Solution 1:

You can export PDFs from InDesign with the fonts embedded, but that's assuming you have the fonts on your computer and can direct the program to those font files. I'd imagine Acrobat Pro supports this too. I'm not sure about editing the fonts in a PDF file that's already been generated, but if there's any tool that will let you do it, it's probably Acrobat Pro (not to be confused with Acrobat Reader).

Solution 2:

Ghostscript can do that. One condition though: the font(s) referenced by the original PDF need to be present on the system where you run Ghostscript.
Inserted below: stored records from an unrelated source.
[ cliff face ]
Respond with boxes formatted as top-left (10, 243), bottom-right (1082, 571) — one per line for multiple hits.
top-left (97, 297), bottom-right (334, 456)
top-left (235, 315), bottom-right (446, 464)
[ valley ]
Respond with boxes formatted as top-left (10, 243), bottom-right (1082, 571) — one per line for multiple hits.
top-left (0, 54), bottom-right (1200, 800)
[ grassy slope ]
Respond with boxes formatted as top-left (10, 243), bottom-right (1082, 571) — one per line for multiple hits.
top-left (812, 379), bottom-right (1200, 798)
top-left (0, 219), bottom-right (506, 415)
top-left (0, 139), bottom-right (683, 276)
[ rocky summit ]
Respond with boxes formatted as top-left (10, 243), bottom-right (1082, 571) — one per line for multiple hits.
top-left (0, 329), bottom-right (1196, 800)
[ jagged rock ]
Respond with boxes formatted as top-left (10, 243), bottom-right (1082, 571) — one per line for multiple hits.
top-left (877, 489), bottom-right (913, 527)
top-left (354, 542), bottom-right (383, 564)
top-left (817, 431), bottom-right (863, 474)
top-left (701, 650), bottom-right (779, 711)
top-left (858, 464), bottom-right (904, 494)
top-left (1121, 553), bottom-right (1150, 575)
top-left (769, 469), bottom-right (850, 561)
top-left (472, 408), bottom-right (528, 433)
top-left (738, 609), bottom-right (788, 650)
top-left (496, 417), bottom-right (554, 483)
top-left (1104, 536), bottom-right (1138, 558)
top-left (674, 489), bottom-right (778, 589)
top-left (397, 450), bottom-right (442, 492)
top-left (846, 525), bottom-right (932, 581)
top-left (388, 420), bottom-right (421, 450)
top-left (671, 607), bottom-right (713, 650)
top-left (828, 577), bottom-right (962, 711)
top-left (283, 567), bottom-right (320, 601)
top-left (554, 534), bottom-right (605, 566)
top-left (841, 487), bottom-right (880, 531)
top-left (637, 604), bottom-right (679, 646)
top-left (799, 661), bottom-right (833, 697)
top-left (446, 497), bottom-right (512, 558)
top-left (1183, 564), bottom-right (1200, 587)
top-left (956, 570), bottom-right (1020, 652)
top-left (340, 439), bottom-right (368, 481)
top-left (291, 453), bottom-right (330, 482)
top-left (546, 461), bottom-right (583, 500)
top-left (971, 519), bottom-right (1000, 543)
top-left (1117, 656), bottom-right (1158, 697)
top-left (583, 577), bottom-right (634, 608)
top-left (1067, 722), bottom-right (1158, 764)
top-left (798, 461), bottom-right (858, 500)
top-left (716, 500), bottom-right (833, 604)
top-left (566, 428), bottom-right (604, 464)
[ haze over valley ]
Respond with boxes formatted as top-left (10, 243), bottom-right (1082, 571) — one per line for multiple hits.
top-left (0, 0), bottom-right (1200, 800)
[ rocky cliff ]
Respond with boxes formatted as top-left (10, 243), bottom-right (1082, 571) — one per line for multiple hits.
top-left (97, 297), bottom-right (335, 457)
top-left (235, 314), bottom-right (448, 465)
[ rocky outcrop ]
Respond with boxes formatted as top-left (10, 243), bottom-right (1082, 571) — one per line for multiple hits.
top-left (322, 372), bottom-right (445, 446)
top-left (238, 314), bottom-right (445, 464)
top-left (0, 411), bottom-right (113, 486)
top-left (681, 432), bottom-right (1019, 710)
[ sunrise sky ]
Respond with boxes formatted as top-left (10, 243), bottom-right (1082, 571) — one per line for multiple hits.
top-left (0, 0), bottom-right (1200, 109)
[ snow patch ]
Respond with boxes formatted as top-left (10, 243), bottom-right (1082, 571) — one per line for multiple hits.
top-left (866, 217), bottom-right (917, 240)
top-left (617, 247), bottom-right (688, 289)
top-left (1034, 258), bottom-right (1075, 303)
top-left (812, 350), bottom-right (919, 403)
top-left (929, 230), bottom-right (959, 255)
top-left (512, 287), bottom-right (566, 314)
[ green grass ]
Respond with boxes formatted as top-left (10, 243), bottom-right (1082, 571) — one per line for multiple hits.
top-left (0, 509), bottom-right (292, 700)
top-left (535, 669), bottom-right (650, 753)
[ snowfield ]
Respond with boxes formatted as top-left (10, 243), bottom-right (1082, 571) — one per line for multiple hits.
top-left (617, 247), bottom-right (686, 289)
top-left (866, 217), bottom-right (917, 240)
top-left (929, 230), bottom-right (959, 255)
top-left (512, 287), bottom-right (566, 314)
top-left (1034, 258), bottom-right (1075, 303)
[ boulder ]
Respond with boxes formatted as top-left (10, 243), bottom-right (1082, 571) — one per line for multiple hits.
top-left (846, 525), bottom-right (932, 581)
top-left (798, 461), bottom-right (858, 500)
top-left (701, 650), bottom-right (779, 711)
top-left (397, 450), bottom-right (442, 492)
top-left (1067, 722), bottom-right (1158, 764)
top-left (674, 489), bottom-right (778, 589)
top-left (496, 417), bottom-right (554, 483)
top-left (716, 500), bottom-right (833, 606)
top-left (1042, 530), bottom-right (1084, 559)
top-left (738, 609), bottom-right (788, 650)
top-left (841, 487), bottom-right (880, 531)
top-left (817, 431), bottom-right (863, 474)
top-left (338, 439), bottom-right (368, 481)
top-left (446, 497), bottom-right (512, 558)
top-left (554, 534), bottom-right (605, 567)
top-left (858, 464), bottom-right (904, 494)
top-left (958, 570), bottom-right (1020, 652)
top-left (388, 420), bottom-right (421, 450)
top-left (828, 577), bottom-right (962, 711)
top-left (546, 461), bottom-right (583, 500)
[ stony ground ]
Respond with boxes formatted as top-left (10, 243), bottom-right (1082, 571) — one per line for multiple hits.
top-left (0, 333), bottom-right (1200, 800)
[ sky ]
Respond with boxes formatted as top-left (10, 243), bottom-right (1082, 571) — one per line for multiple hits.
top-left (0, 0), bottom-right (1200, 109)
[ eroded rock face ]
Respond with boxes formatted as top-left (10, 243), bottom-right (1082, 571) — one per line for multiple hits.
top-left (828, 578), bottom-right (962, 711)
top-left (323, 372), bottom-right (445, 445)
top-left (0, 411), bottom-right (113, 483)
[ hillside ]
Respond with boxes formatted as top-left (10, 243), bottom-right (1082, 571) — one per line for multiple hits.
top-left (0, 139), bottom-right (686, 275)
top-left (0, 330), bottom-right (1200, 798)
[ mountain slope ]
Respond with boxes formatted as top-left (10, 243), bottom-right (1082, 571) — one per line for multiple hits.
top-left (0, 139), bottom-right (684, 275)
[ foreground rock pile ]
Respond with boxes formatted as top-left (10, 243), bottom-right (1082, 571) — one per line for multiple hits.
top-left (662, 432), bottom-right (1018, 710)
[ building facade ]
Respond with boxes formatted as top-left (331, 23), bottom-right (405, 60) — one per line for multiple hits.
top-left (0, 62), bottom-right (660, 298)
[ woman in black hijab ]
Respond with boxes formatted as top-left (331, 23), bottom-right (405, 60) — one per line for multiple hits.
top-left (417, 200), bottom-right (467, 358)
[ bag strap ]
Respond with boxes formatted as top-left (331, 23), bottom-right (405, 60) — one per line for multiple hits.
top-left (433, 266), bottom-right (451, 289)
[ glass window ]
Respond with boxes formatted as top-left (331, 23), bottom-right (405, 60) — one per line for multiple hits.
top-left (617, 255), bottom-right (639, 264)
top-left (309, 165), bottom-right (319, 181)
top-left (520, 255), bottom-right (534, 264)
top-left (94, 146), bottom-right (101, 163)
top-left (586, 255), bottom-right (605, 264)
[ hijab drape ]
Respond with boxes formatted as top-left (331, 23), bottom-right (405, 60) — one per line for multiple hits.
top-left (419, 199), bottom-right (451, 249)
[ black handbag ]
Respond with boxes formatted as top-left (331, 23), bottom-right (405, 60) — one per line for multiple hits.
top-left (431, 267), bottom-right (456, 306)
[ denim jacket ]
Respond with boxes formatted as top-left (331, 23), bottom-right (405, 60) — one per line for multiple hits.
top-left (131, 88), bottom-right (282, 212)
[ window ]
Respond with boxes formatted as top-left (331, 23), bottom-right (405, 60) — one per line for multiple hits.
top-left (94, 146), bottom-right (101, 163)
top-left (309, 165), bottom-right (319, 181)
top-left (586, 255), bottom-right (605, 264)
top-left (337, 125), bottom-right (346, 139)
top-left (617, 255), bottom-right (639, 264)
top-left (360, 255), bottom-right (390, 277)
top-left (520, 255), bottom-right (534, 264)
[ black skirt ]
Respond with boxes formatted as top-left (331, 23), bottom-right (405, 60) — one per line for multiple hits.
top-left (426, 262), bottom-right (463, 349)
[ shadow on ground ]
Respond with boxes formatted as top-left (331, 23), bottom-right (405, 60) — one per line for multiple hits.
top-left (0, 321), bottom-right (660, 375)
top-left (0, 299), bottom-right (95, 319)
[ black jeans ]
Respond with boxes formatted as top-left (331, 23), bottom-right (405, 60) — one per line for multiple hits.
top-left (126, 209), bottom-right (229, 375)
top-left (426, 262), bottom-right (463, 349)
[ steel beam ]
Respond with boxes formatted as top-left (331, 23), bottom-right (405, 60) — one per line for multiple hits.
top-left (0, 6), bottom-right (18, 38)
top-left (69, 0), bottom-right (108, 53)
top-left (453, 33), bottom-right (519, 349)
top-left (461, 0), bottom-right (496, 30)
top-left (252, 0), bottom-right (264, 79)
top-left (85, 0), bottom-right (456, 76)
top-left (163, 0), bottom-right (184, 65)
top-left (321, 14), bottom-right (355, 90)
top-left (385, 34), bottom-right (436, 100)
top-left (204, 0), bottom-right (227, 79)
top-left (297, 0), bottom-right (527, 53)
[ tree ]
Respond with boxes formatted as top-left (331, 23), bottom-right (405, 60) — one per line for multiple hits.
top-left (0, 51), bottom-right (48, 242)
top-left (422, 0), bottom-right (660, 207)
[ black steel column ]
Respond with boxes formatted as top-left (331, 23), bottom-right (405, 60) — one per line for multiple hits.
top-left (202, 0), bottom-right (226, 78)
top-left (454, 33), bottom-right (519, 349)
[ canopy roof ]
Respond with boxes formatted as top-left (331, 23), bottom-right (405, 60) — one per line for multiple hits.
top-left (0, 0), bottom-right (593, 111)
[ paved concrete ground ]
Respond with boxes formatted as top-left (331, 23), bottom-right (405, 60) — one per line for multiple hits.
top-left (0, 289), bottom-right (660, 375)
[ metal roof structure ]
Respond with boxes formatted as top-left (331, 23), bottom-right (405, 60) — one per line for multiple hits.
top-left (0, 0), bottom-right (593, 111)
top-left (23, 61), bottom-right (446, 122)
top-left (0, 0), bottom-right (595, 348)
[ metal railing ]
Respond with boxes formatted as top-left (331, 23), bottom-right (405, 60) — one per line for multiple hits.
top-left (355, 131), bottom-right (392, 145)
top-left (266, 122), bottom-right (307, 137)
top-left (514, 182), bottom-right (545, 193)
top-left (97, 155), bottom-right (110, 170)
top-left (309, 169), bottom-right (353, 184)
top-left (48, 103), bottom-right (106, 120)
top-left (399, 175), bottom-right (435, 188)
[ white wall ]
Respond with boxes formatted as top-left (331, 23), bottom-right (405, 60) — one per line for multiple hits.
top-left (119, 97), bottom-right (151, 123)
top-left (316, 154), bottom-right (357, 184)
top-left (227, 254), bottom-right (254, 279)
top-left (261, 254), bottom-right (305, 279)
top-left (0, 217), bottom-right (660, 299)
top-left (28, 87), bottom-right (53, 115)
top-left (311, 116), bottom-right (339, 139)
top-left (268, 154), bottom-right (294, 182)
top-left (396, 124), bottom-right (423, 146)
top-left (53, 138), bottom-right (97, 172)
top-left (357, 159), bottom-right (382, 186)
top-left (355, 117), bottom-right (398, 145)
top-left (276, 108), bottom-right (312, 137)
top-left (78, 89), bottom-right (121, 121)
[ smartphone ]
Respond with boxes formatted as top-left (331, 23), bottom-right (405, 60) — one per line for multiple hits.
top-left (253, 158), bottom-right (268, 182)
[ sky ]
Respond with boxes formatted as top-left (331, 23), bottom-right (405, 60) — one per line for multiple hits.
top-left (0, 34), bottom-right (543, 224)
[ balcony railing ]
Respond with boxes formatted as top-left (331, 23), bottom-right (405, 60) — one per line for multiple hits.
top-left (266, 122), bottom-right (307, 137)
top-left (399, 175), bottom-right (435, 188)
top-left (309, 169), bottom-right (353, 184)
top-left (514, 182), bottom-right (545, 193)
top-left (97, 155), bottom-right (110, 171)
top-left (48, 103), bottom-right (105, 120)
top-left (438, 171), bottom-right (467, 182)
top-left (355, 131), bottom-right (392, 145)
Here is an example command to run on Windows:

gswin32c.exe ^
  -sFONTPATH=c:/windows/fonts;d:/some/dir/with/more/fonts ^ 
  -dCompatibilityLevel=1.4 ^
  -dPDFSETTINGS=/prepress ^
  -dCompressFonts=true ^
  -dSubsetFonts=true ^
  -dNOPAUSE ^
  -dBATCH ^
  -sDEVICE=pdfwrite ^
  -sOutputFile=output.pdf ^
  -c ".setpdfwrite <</NeverEmbed [ ]>> setdistillerparams" ^
  -f input.pdf

The resulting output.pdf should have all fonts embedded which input.pdf didn't have. Just make sure that -sFONTPATH=... contains (at least) one directory where the missing fonts are found by the gswin32c command.